For Desmond to be such a compelling figure, Swanson has to play her with the precisely right amount of camp. She has to make you smile and roll your eyes and almost root for her to fail and find reality when she says things like "I am big, it's the pictures that got small."
This, it strikes me now, is incalculably difficult, but Swanson puts just the right amount of mustard on her Norma Desmond. She does this physical thing over and over, with her mouth clenched, her jaw jutting out, and her teeth grinding that crystallizes the sadness and the lurking, tightly coiled violence perfectly. And so the film works.

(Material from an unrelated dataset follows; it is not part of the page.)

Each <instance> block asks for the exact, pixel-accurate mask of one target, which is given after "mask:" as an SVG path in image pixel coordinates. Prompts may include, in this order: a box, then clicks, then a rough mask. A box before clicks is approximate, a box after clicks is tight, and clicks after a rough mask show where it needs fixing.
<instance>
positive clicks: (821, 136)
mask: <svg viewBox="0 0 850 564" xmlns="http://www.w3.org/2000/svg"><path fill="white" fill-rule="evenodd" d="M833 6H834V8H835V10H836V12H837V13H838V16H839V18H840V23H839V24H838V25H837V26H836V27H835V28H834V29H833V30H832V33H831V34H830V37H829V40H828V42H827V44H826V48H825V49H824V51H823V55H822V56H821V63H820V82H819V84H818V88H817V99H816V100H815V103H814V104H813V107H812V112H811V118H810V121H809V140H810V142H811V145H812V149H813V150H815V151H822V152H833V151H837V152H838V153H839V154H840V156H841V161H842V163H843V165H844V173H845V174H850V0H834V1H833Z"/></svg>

It works when it leverages cameos from real stars of yesteryear like Buster Keaton and Cecil B. DeMille. (Just to put a finer point on this, the counter-factual here is basically 1950s Entourage. Ick.) It even works when it borrows from other genres like horror. What else can you call it when Norma's man-servant Max, played by Erich von Stroheim, fills her cavernous mansion with the eerie sounds of an organ?
The aim of Sunset Boulevard is clear, if a little bit surprising. This is an unflinching and uncomfortable look at post-fame, and it does not paint a pretty picture of what that looks like. That, by itself, is not very interesting thematically. What makes this film such a standout is its methods.
It takes special talent - the kind possessed by Wilder, Swanson and others - to tackle those themes in this particular way. More than a half century since its release, that is why Sunset Boulevard remains such a touchstone.